The first of these considers the possibility of science, as it stands at Schrodinger's time, answering the question of the title. Naturally such a question can now be asked since the universe has gradually become a mechanical one with life a great mystery since mechanical descriptions cannot describe life as we experience it. This was not always the case, certainly not before the 15th Century or so when the mystery had to do with the mechanical rather than the living aspects of the world.

So Schrodinger is able to ask this, the most fundamental of all the major questions in his and our time. Throughout the first essay he attempts to answer this not directly but rather through what science can tell us about the process that a living creature must undergo as part of its life cycle ie how is the being able to reproduce itself, where does this information reside etc. He discusses inheritance and the Darwinian explanation available in his time, which of course did not yet know of the DNA molecule. It appears at first that this is no more than a standard approach to these questions and lacks any new insights but this is a mistaken assumption and an in depth reading leaves no doubt that Schrodinger thinks science does not and cannot describe life truly using its current approach. I leave the potential reader to discover this for him/herself.

The second of these essays is far more metaphysical in character although schrodinger, a hardnosed scientist, does not waffle or procrastinate, he looks at things without sentimentality or any of the fantasies now current in the more "out there" new age mysticism.
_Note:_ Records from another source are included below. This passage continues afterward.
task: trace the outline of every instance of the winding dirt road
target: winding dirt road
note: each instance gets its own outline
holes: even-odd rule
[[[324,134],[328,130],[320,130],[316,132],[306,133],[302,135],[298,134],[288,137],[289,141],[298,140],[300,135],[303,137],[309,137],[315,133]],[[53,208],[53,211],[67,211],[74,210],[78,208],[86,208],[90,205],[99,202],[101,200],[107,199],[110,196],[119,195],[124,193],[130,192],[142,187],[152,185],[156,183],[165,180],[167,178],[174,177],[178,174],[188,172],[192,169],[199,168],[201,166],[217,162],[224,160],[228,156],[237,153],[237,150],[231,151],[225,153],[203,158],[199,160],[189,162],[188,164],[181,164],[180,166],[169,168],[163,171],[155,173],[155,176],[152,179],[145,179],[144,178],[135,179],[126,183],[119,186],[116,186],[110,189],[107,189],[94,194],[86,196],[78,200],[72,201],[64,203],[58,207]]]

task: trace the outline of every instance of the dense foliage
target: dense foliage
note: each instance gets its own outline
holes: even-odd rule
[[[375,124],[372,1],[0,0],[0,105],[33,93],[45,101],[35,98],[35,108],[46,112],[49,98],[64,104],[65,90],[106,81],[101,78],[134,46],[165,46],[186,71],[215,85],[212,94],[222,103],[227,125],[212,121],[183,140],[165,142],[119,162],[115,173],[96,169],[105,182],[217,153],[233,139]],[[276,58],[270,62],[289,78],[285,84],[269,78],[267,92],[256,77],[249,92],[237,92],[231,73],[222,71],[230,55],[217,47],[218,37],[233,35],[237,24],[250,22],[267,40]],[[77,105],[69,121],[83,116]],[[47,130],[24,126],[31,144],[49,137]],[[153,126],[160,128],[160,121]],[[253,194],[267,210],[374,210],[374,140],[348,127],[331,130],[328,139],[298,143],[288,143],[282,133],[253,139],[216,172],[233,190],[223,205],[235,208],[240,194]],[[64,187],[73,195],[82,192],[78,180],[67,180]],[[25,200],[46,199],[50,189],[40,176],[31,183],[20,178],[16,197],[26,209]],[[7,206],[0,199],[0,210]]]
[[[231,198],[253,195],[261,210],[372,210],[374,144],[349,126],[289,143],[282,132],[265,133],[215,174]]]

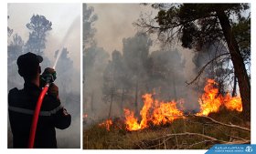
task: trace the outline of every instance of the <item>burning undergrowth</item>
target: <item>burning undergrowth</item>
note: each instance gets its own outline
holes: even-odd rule
[[[195,114],[196,116],[208,116],[210,113],[219,112],[221,108],[225,108],[227,111],[242,111],[240,97],[231,97],[229,93],[221,95],[217,86],[218,83],[213,79],[208,79],[204,93],[198,98],[200,110]],[[125,129],[129,131],[144,129],[149,128],[149,126],[171,124],[175,119],[186,118],[187,116],[184,111],[183,99],[164,102],[155,99],[153,94],[144,94],[142,98],[144,106],[140,111],[140,118],[136,118],[133,110],[123,109],[123,124],[125,125]],[[99,124],[99,126],[110,130],[112,124],[112,119],[107,119]]]

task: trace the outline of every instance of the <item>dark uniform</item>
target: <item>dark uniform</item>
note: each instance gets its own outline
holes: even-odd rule
[[[9,91],[8,111],[14,148],[27,148],[33,114],[41,91],[32,83],[25,83],[21,90],[16,87]],[[59,99],[47,94],[38,118],[34,148],[57,148],[55,128],[67,128],[70,122],[71,116]]]

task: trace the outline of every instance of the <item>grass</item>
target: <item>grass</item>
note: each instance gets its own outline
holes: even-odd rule
[[[221,109],[219,113],[209,115],[212,118],[232,123],[241,127],[249,127],[244,123],[240,113]],[[234,141],[236,137],[251,139],[251,133],[237,128],[230,128],[211,123],[204,118],[187,117],[171,124],[153,126],[138,130],[127,131],[123,122],[113,120],[110,131],[98,124],[91,125],[83,132],[83,149],[209,149],[218,141],[207,141],[198,136],[182,135],[165,137],[167,134],[184,132],[198,133],[210,136],[223,141]]]

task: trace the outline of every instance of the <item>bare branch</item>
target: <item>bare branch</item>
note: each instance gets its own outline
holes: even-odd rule
[[[216,59],[218,59],[219,57],[220,56],[226,56],[226,55],[229,55],[229,53],[225,53],[225,54],[221,54],[221,55],[219,55],[218,56],[214,57],[213,59],[211,59],[210,61],[208,61],[198,72],[197,76],[190,82],[187,82],[186,83],[187,85],[191,85],[193,84],[196,80],[198,79],[198,77],[201,76],[201,74],[204,72],[205,68],[210,64],[212,63],[213,61],[215,61]]]

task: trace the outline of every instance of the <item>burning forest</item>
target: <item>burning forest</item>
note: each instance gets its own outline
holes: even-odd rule
[[[83,4],[83,149],[251,142],[250,5],[222,5]]]

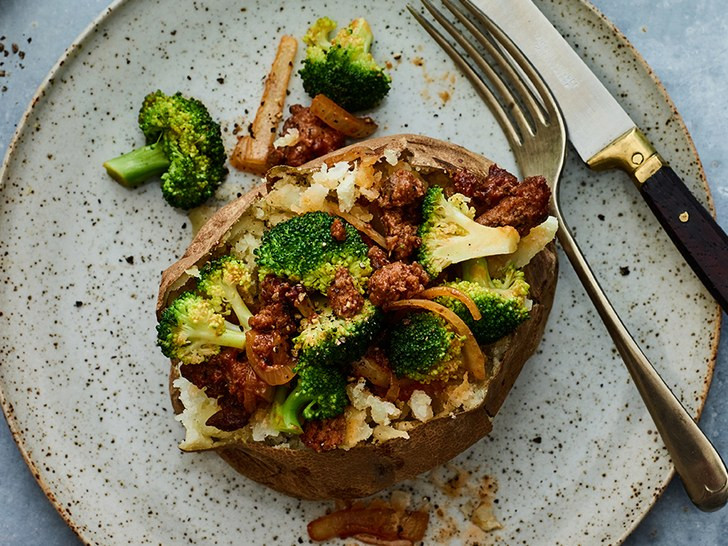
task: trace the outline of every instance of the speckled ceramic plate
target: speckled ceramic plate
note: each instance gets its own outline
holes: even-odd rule
[[[380,134],[450,139],[515,168],[505,139],[403,2],[126,1],[104,13],[41,87],[10,147],[0,199],[0,388],[20,448],[79,536],[99,544],[295,544],[325,503],[300,502],[235,475],[214,454],[183,455],[154,346],[162,269],[190,222],[156,184],[128,191],[103,160],[142,141],[142,97],[202,98],[233,129],[252,118],[282,32],[317,16],[364,15],[391,63]],[[625,39],[588,4],[539,1],[703,201],[685,127]],[[303,100],[299,81],[291,103]],[[573,156],[564,209],[615,307],[693,414],[712,375],[719,313],[620,174]],[[232,173],[224,195],[250,188]],[[223,197],[224,197],[223,195]],[[469,476],[456,496],[438,484]],[[433,506],[428,542],[617,543],[648,511],[671,466],[628,374],[562,260],[541,348],[493,434],[436,476],[400,489]],[[489,495],[502,529],[478,532],[461,508]],[[438,509],[435,509],[438,508]],[[467,510],[466,510],[467,511]]]

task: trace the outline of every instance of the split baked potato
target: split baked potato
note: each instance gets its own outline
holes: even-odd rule
[[[251,402],[245,411],[240,409],[243,419],[238,420],[239,428],[235,428],[235,419],[232,420],[232,426],[230,419],[219,419],[224,413],[221,404],[224,405],[225,397],[220,396],[215,388],[205,388],[205,381],[212,381],[209,377],[200,380],[200,376],[204,375],[199,373],[203,369],[200,366],[204,366],[206,359],[211,357],[195,353],[191,358],[190,345],[186,346],[187,352],[174,352],[167,347],[166,354],[172,357],[172,403],[178,419],[186,428],[186,437],[180,447],[185,451],[215,450],[240,473],[289,495],[307,499],[356,498],[371,495],[396,482],[428,471],[487,435],[493,418],[525,361],[538,346],[544,331],[557,278],[556,253],[553,243],[550,242],[556,230],[554,219],[548,218],[537,226],[532,226],[530,231],[521,230],[521,233],[517,233],[510,226],[486,228],[493,230],[493,241],[483,243],[487,249],[482,252],[478,248],[470,248],[472,241],[467,242],[466,246],[470,246],[464,251],[465,254],[470,253],[472,258],[481,258],[481,266],[483,253],[491,254],[485,259],[485,265],[494,279],[499,274],[509,275],[516,272],[515,274],[521,275],[519,279],[527,283],[528,292],[521,294],[520,300],[527,312],[519,319],[520,325],[515,329],[511,328],[512,331],[496,341],[483,337],[480,332],[482,328],[474,322],[475,312],[470,309],[473,300],[477,298],[467,297],[467,294],[462,297],[463,285],[460,285],[461,290],[457,289],[457,283],[465,269],[472,267],[478,260],[469,259],[465,262],[461,260],[461,255],[457,258],[450,257],[455,260],[453,263],[447,260],[443,262],[443,252],[449,251],[448,246],[455,247],[458,243],[453,239],[452,243],[445,245],[445,251],[443,248],[428,246],[427,238],[430,233],[425,233],[425,220],[422,218],[416,220],[421,223],[416,235],[422,239],[419,241],[420,247],[409,249],[412,253],[403,257],[402,263],[410,267],[418,259],[426,262],[428,275],[421,276],[424,280],[421,281],[422,286],[419,289],[455,287],[450,297],[446,297],[448,294],[442,290],[435,290],[434,293],[430,290],[426,294],[417,289],[415,293],[411,289],[409,293],[404,293],[405,290],[392,295],[387,293],[386,280],[384,283],[380,282],[378,288],[379,292],[385,292],[384,295],[375,294],[375,282],[371,279],[387,260],[396,262],[401,257],[397,256],[398,251],[395,248],[396,236],[395,240],[385,236],[389,234],[388,228],[381,221],[382,210],[388,206],[384,198],[390,200],[390,205],[392,200],[396,204],[398,198],[392,195],[391,188],[387,190],[383,187],[388,177],[393,176],[395,171],[405,170],[411,173],[407,176],[412,180],[416,179],[416,183],[420,185],[421,191],[418,193],[413,190],[415,198],[407,206],[411,205],[419,211],[423,200],[432,201],[439,197],[459,207],[459,214],[464,213],[464,216],[472,218],[475,212],[471,207],[471,200],[462,198],[462,195],[455,192],[453,175],[456,172],[465,172],[483,180],[491,172],[492,165],[490,160],[480,155],[432,138],[418,135],[376,138],[343,148],[297,169],[273,168],[267,174],[264,184],[229,203],[210,218],[199,230],[184,256],[162,275],[157,302],[160,326],[165,320],[169,322],[170,309],[180,297],[195,290],[199,292],[198,285],[206,282],[205,264],[219,261],[221,256],[234,256],[243,269],[247,268],[249,271],[251,276],[246,281],[249,283],[246,285],[248,288],[241,290],[238,295],[242,294],[242,299],[250,309],[250,315],[255,315],[254,311],[258,313],[255,315],[258,318],[250,319],[250,324],[260,324],[262,308],[270,303],[270,300],[266,300],[267,303],[263,301],[265,297],[270,298],[270,295],[261,295],[261,290],[267,290],[265,287],[261,288],[265,280],[264,274],[271,271],[280,274],[282,271],[280,264],[276,265],[262,258],[267,250],[261,250],[261,241],[267,247],[274,246],[274,243],[282,244],[280,241],[285,237],[274,240],[274,235],[269,235],[273,227],[286,225],[292,218],[313,214],[312,211],[323,211],[330,218],[332,236],[336,235],[335,227],[340,230],[343,225],[346,228],[339,236],[335,236],[335,245],[339,241],[356,240],[357,244],[361,242],[366,247],[384,247],[382,250],[385,252],[378,252],[377,255],[384,254],[386,257],[382,263],[374,263],[374,254],[369,254],[367,256],[371,256],[371,260],[367,256],[359,256],[357,264],[344,264],[342,274],[349,275],[345,279],[349,281],[346,285],[351,296],[349,299],[360,301],[363,298],[369,305],[376,295],[379,301],[374,306],[377,313],[376,327],[372,327],[367,337],[369,346],[361,346],[360,343],[347,352],[347,359],[353,362],[327,362],[328,365],[343,370],[341,373],[345,377],[348,399],[343,403],[340,399],[337,402],[339,408],[346,406],[343,412],[333,418],[317,420],[316,417],[326,416],[331,412],[317,413],[315,410],[320,407],[311,403],[311,406],[306,406],[304,416],[300,415],[300,408],[294,412],[296,415],[293,419],[299,420],[294,423],[293,428],[290,422],[287,427],[281,425],[280,409],[284,400],[287,401],[286,396],[290,397],[290,389],[299,379],[297,374],[303,366],[298,361],[303,361],[305,355],[308,355],[310,361],[311,354],[314,355],[314,360],[316,355],[322,354],[305,353],[305,340],[301,341],[304,337],[301,331],[321,320],[320,316],[325,313],[331,315],[328,307],[332,305],[331,297],[324,296],[322,292],[326,292],[328,286],[328,291],[333,293],[332,287],[336,282],[332,281],[333,284],[329,285],[333,278],[330,276],[326,284],[316,285],[309,278],[310,275],[307,277],[308,273],[289,264],[289,269],[293,267],[296,271],[286,270],[286,274],[290,276],[286,286],[299,287],[296,302],[302,303],[301,306],[296,305],[295,309],[289,305],[289,318],[292,317],[293,328],[299,331],[290,334],[287,341],[278,346],[280,351],[276,354],[280,356],[281,352],[285,353],[282,361],[276,360],[275,356],[272,357],[273,361],[266,358],[262,361],[256,360],[253,371],[257,374],[258,387],[261,385],[261,378],[266,377],[273,377],[271,382],[274,385],[270,388],[263,385],[257,391],[252,389],[247,393],[247,399],[244,396],[239,397],[245,402]],[[435,195],[437,192],[433,188],[442,190]],[[423,196],[425,190],[427,195]],[[387,191],[390,195],[384,196]],[[442,205],[442,201],[439,203]],[[430,203],[431,207],[436,205],[437,203]],[[333,226],[334,221],[336,226]],[[310,224],[304,227],[312,229]],[[435,226],[433,229],[442,229],[442,226]],[[281,230],[279,228],[277,232]],[[454,234],[456,235],[457,233]],[[507,240],[507,253],[503,254],[501,251],[501,254],[493,255],[494,249],[504,244],[504,237]],[[311,235],[312,249],[315,244],[316,236]],[[479,244],[478,242],[476,246]],[[312,252],[316,254],[315,250]],[[306,259],[300,261],[305,262]],[[340,270],[341,262],[337,263]],[[362,267],[362,264],[366,267]],[[348,273],[346,267],[349,267]],[[302,290],[301,284],[305,285]],[[431,305],[433,303],[434,306]],[[348,300],[345,304],[348,304]],[[343,306],[345,307],[346,305]],[[413,316],[430,314],[435,307],[432,316],[439,318],[432,322],[447,329],[450,336],[448,339],[454,344],[448,346],[447,356],[441,358],[441,362],[446,362],[444,366],[447,373],[437,375],[440,373],[438,371],[427,376],[430,372],[420,370],[420,375],[407,374],[409,377],[393,373],[393,369],[399,372],[402,368],[396,368],[393,364],[390,366],[388,358],[401,360],[407,357],[402,357],[402,351],[398,352],[399,346],[392,347],[396,344],[392,341],[395,332],[399,331],[401,338],[405,335],[401,332],[406,333],[407,328],[416,322],[412,319]],[[443,307],[457,311],[456,317],[453,319],[453,313],[441,312]],[[493,309],[495,307],[485,310]],[[243,332],[250,328],[243,325],[247,324],[248,318],[236,319],[229,306],[225,308],[225,305],[218,305],[216,312],[225,315],[225,323],[233,330],[237,327]],[[361,314],[363,311],[357,312]],[[332,320],[338,320],[340,326],[345,325],[347,328],[347,325],[358,320],[358,316],[356,313],[347,314],[345,310],[331,315]],[[224,328],[221,324],[222,322],[218,324],[219,328]],[[471,329],[478,333],[481,340],[475,348]],[[465,331],[467,335],[464,334]],[[167,330],[160,329],[162,345],[170,339],[168,337],[165,341],[164,335],[169,335],[169,324]],[[175,335],[178,336],[174,338],[175,343],[185,343],[184,340],[180,342],[179,337],[184,337],[184,334],[177,332]],[[346,344],[345,335],[348,334],[345,332],[341,335],[339,341]],[[280,341],[282,338],[279,336],[273,341],[276,339]],[[251,340],[256,341],[248,335],[247,348],[238,345],[237,349],[223,349],[223,352],[233,351],[235,366],[248,366],[251,358],[257,358],[247,352],[251,347]],[[482,343],[482,340],[487,343]],[[423,354],[429,350],[427,347],[430,341],[428,336],[419,341]],[[191,342],[187,340],[186,343]],[[373,347],[376,349],[372,349]],[[274,355],[276,350],[272,349],[273,352],[269,352],[268,356]],[[378,351],[379,357],[372,356],[372,351]],[[220,358],[214,353],[213,348],[213,357]],[[229,353],[225,354],[229,356]],[[412,359],[411,354],[409,357]],[[289,359],[288,364],[286,358]],[[180,359],[187,359],[187,363],[180,362]],[[416,361],[417,354],[414,360],[412,366],[419,366]],[[315,366],[316,362],[309,362],[307,365]],[[266,373],[275,373],[266,376],[261,373],[261,367]],[[183,370],[182,374],[180,370]],[[188,374],[193,378],[192,381],[184,377],[188,370],[192,370],[191,375]],[[219,375],[219,369],[217,373]],[[219,384],[216,386],[219,387]],[[307,419],[306,415],[311,419]],[[220,426],[228,430],[214,426],[220,423],[224,423]],[[300,429],[294,430],[298,425],[306,430],[303,435],[300,434]],[[312,427],[316,427],[316,430],[311,432]]]

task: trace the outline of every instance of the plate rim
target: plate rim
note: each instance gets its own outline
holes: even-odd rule
[[[51,69],[48,71],[48,74],[45,76],[45,78],[42,80],[40,85],[37,87],[35,92],[33,93],[30,102],[26,106],[25,110],[23,111],[23,114],[18,121],[18,124],[15,128],[15,131],[13,133],[13,136],[10,139],[10,142],[8,143],[8,147],[5,151],[5,156],[3,158],[2,163],[0,164],[0,191],[2,191],[2,187],[5,183],[6,174],[8,171],[8,167],[10,164],[11,156],[13,155],[15,148],[18,145],[18,141],[20,140],[21,134],[23,134],[26,130],[26,126],[28,123],[28,120],[30,119],[31,115],[35,111],[36,106],[40,102],[40,99],[43,97],[43,95],[46,93],[46,91],[53,85],[53,80],[56,76],[56,74],[64,67],[66,64],[66,61],[69,59],[72,59],[78,52],[81,50],[84,46],[84,43],[89,39],[89,37],[94,33],[94,31],[100,27],[104,22],[106,22],[107,19],[109,19],[111,16],[115,14],[115,12],[122,7],[124,4],[127,4],[131,1],[135,0],[113,0],[106,8],[103,9],[92,21],[76,36],[76,38],[71,42],[71,44],[66,47],[64,52],[61,54],[61,56],[58,58],[58,60],[53,64]],[[138,0],[137,0],[138,1]],[[655,85],[659,93],[662,95],[663,99],[666,101],[667,105],[673,112],[673,116],[675,121],[677,121],[678,127],[681,130],[681,132],[684,134],[684,136],[687,138],[688,143],[688,151],[691,155],[691,157],[696,161],[696,166],[698,169],[699,179],[702,184],[703,191],[705,192],[706,199],[707,199],[707,207],[710,212],[710,214],[713,216],[713,218],[716,217],[716,208],[715,208],[715,202],[713,199],[713,194],[710,190],[710,186],[708,184],[707,176],[705,174],[705,170],[703,168],[703,163],[700,159],[700,155],[698,154],[698,150],[695,146],[695,142],[693,141],[692,136],[690,135],[690,131],[687,128],[687,125],[685,124],[685,121],[680,114],[679,110],[677,109],[675,103],[673,102],[672,98],[670,97],[667,89],[665,88],[664,84],[660,80],[660,78],[657,76],[655,71],[652,69],[652,67],[647,63],[646,59],[642,56],[642,54],[639,52],[639,50],[632,44],[632,42],[627,38],[627,36],[619,30],[619,28],[599,9],[597,8],[590,0],[568,0],[571,3],[581,4],[583,7],[585,7],[587,10],[591,11],[604,25],[606,25],[610,32],[619,40],[624,46],[626,46],[631,54],[634,56],[636,61],[639,63],[639,65],[642,67],[643,70],[646,71],[647,75],[652,80],[652,83]],[[694,418],[696,421],[700,421],[700,418],[702,416],[703,410],[705,408],[705,403],[707,400],[708,392],[710,390],[710,386],[713,381],[713,377],[715,374],[715,364],[717,362],[718,357],[718,347],[720,343],[720,332],[721,332],[721,326],[722,326],[722,310],[720,306],[716,303],[715,304],[715,328],[710,335],[710,356],[707,362],[707,369],[706,369],[706,379],[703,382],[703,390],[699,395],[699,404],[695,413]],[[48,501],[51,503],[51,505],[55,508],[56,512],[61,516],[61,518],[65,521],[65,523],[69,526],[69,528],[73,531],[73,533],[78,537],[78,539],[86,545],[90,545],[93,542],[84,536],[84,534],[81,532],[80,525],[77,524],[74,519],[72,518],[70,512],[65,508],[65,506],[56,498],[55,493],[52,491],[51,487],[46,483],[45,479],[42,477],[41,472],[38,469],[38,466],[35,464],[33,459],[31,458],[28,449],[25,446],[24,438],[22,435],[22,431],[20,428],[19,423],[16,421],[15,416],[15,410],[13,408],[13,405],[8,401],[6,398],[5,392],[3,390],[3,384],[0,383],[0,407],[2,408],[3,414],[5,416],[6,422],[8,424],[8,428],[10,430],[10,434],[13,438],[13,441],[15,442],[15,445],[17,446],[23,460],[25,461],[25,464],[28,466],[28,469],[30,470],[33,478],[35,479],[36,483],[40,487],[40,489],[43,491],[44,495],[48,499]],[[632,523],[624,528],[623,533],[617,538],[617,541],[615,544],[621,544],[623,543],[629,535],[632,534],[632,532],[640,525],[640,523],[645,519],[647,514],[652,510],[652,508],[655,506],[657,501],[660,499],[662,494],[664,493],[665,489],[669,485],[669,483],[672,481],[672,479],[675,476],[675,468],[672,465],[672,463],[669,463],[668,471],[662,480],[660,486],[655,491],[652,500],[649,503],[649,506],[646,507],[646,509],[639,514],[637,518],[635,518]]]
Schrodinger leaves no doubt that science again is not able to really discover what the mind is or how perception truly arises from any form of mechanism.

In the last of his essays he talks about his own life and a wonderful adventure it is. Schrodinger rather than being the epitome of the rational scientist lacking in feeling, as the commonly held assumption tells, writes with great joy and style.

Something to really look forward to, enjoy.


5 out of 5 stars "Negative Entropy"   March 25, 2003
Brandon E. Wolfe (Arizona, USA)
9 out of 11 found this review helpful

Strange that the only thing biologists see in this book is Schroedinger's vague prediction of DNA. I honestly can't find this anywhere in the book, and believe it's the result of people simply attaching Schroedinger's name to the title without reading it.

Even stranger is that biologists are unable to see how powerful and simple Schroedinger's call for a fundamentally new type of statistical mechanics is. Current stat mech predicts the diffusion of order; yet the overwhelming observation of biology is that systems of fantastic order arise of their own, all the time. Therefore, a new branch of physics, mathematics, and biology will need to arise to predict systems of 'negative entropy'. And it is; Prigogne was the first to classify entropy producers, and the subject is growing.

*This* is the important, clear prediction of Schroedinger's classic book. He was so far ahead of his times, modern biology has yet to catch up.


5 out of 5 stars The transition from Physics to Biology   September 27, 2001
Chris McKinstry (South America)
4 out of 4 found this review helpful

Of all the books on my bookshelf, this tiny book which can be read in just a few hours, is one of the most important. Not only to me, but to science. In it, Schrodinger perdicts the structure of DNA years before Watson and Crick built their model: "...the chromosome fibre - may be called an aperiodic crystal."

This book is where physics and biology first met. It really is one of the great classics of the twentieth century. It will never go out of print.